Les mains liées de la sculptrice

Par Thomas Filteau

Lizzy (Michelle Williams) ne cesse d’être dérangée, affichant une expression de déconvenue face à la multiplication d’événements hasardeux qui compliquent le travail nécessaire à la préparation de son vernissage, dans tout juste une semaine. Devant les sculptures à compléter se dressent les tracas, entre l’eau chaude en panne dans son appartement et son père hébergeant des ami·e·s qui, d’après Lizzy profitent de son hospitalité pour flâner sans vergogne sur le canapé en écoutant la télévision, tout incident se présente initialement comme la brèche justifiant la perte de contrôle, le moment du basculement qui gâcherait la journée de travail. Et lorsqu’au centre de la nuit Lizzy est brusquement réveillée par le bruit d’une agitation, qu’elle découvre son chat sur le plancher de sa salle de bain, accroupi près d’un pigeon blessé, elle n’hésite pas un instant avant de jeter l’oiseau par la fenêtre, chuchotant l’aveu d’une énième perturbation dont elle voudrait se départir, découpant le fil la liant à la bête, la faisant disparaître en un bref mouvement : « Go die somewhere else. »

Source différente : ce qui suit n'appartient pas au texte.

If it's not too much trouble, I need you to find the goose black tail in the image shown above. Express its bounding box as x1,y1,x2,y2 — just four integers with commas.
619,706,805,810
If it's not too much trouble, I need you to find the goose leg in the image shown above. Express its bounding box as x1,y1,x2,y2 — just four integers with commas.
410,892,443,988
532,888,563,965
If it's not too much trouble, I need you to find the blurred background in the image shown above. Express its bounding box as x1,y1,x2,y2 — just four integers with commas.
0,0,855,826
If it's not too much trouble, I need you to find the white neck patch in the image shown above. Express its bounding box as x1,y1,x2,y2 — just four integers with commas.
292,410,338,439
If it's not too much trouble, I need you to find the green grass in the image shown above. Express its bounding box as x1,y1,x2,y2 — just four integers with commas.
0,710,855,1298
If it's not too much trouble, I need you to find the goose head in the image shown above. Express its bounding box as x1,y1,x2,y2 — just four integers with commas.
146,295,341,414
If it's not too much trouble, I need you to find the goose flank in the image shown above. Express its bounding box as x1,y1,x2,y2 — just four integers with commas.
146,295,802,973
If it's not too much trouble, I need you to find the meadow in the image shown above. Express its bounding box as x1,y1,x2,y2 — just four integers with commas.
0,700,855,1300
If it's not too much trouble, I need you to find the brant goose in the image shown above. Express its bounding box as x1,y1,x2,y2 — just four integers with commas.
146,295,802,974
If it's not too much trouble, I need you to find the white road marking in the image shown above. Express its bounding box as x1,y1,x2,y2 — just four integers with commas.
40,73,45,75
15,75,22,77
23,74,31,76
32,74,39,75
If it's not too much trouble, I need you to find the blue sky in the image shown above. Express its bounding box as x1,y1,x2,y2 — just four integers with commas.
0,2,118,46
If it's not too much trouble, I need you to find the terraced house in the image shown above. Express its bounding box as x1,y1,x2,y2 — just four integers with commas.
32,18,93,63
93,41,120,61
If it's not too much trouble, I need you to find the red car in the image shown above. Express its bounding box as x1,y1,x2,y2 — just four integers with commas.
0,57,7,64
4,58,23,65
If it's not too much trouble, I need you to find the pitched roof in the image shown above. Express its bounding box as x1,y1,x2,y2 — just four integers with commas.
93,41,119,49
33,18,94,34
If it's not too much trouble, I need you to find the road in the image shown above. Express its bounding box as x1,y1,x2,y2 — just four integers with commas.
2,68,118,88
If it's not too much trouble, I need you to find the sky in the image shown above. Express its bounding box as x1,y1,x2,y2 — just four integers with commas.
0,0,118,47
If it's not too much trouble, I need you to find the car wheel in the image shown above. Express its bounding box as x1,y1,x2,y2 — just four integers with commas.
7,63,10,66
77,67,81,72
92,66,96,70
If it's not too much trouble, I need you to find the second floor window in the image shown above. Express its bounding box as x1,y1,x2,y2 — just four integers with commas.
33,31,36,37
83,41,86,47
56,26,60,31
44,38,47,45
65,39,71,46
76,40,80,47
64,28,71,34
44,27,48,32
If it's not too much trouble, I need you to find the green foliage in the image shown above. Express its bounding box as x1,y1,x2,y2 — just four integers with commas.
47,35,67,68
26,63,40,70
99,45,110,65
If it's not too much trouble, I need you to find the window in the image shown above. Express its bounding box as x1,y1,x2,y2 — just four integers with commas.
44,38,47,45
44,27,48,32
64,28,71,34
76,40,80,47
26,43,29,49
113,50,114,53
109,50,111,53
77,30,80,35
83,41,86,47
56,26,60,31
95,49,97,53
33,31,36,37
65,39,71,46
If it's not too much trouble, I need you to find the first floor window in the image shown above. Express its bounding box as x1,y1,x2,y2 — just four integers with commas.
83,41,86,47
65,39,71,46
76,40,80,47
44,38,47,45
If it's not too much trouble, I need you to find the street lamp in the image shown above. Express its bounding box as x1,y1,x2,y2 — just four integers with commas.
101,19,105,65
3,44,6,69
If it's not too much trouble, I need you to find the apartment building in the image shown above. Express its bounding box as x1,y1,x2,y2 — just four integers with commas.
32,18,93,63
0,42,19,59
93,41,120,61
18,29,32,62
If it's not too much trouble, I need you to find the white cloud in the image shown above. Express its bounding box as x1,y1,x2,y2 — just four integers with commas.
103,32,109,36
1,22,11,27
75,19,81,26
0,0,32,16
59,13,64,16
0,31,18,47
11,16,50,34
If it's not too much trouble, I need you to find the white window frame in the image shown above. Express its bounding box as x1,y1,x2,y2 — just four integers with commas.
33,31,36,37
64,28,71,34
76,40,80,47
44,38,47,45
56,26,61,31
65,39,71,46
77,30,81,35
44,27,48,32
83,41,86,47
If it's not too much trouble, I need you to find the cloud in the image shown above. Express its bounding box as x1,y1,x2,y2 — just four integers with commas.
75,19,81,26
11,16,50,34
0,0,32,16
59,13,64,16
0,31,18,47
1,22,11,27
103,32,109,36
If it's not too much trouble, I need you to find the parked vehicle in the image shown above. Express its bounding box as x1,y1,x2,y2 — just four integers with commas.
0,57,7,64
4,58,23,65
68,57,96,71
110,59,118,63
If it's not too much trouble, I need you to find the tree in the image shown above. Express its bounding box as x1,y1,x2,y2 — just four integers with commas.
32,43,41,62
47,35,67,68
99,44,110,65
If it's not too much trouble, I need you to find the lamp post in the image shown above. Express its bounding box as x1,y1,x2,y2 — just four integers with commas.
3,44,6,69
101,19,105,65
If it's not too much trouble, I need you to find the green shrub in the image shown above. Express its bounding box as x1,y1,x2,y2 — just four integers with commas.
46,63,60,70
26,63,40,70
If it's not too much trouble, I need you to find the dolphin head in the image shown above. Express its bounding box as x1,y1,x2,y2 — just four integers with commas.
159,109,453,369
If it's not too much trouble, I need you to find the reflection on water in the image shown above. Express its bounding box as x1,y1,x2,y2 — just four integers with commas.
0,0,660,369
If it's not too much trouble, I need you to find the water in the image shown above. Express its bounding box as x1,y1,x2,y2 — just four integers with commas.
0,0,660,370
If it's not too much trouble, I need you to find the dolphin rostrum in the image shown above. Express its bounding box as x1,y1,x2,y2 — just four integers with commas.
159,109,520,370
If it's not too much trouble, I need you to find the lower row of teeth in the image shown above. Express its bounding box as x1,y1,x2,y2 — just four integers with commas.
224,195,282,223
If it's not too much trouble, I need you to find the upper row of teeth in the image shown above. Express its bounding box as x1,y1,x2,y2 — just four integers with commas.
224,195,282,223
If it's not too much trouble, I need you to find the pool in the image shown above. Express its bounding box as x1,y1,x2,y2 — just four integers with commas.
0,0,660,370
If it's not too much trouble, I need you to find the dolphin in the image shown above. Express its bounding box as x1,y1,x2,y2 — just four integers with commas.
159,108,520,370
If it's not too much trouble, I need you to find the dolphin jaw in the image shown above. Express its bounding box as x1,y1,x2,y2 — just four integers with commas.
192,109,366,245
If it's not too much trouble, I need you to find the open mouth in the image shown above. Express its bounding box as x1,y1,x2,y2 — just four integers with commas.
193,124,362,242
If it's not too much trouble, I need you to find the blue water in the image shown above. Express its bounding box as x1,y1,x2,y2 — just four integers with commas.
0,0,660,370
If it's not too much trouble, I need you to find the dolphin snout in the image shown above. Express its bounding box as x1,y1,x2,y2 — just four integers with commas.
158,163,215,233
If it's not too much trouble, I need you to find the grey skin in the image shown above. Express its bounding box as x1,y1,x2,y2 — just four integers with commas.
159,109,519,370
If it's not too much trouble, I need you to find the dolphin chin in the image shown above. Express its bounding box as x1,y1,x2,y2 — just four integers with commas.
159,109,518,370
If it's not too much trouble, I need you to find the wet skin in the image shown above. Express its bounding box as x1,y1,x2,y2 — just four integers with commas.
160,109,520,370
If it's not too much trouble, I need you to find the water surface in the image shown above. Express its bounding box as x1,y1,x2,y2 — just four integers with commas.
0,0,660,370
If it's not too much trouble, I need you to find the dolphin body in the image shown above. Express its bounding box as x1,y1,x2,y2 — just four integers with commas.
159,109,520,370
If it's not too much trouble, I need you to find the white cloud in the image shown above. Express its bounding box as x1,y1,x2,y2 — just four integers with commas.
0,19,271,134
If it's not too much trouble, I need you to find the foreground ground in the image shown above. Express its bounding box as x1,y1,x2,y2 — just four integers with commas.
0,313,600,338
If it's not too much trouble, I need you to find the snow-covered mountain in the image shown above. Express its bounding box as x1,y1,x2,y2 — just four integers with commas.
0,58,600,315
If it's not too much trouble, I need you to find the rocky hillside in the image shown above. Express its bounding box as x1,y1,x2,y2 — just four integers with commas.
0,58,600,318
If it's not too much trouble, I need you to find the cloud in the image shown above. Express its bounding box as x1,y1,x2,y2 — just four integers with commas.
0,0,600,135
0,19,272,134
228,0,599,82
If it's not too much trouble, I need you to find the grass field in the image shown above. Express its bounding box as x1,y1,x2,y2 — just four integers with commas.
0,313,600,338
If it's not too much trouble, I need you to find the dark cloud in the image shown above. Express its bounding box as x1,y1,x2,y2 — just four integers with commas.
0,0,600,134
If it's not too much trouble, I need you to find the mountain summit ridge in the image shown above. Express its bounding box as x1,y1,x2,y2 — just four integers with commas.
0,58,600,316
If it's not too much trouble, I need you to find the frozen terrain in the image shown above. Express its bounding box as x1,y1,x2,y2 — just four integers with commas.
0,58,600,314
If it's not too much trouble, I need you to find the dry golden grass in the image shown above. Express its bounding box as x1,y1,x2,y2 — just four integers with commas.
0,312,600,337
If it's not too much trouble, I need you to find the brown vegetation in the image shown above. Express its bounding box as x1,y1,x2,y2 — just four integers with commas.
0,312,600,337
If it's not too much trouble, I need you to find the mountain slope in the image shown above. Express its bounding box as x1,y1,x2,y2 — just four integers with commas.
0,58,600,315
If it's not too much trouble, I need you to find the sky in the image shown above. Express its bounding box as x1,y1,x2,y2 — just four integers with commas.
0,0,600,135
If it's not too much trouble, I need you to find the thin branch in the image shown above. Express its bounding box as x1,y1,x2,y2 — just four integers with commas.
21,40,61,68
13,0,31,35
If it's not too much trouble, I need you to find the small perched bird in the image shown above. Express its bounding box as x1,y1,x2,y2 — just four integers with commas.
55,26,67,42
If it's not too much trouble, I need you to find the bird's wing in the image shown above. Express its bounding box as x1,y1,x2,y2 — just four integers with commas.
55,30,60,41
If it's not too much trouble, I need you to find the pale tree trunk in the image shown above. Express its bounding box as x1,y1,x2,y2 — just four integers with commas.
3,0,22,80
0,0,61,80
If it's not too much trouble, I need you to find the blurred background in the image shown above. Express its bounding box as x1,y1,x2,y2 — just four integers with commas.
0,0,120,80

La regrettée Lauren Berlant, dans son dernier ouvrage, On the Inconvenience of Other People, décrivait cette inconvenance titulaire comme « le sens affectif de la friction familière qu’implique être en relation. » [1] Davantage qu’un simple énervement misanthrope signalé par l’utopie d’un ermitage, le trouble de la coexistence apparaît chez Berlant autant sous la forme d’une menace que celle d’une force d’attraction. En tant que débalancement du confort, l’incertitude et l’angoisse de la rencontre se mêlent à la recherche d’un partage, à l’envie irrésistible d’être incommodé·e. C’est cette dynamique précisément qui se retrouve dans ce dernier film de Reichardt. Un moteur pousse au dérangement, vers un être-ensemble qui ne suit pas tant le scénario d’une union symbiotique, mais se présente plutôt comme le danger séducteur de la proximité qui vient à nous faire douter de nos fragiles équilibres.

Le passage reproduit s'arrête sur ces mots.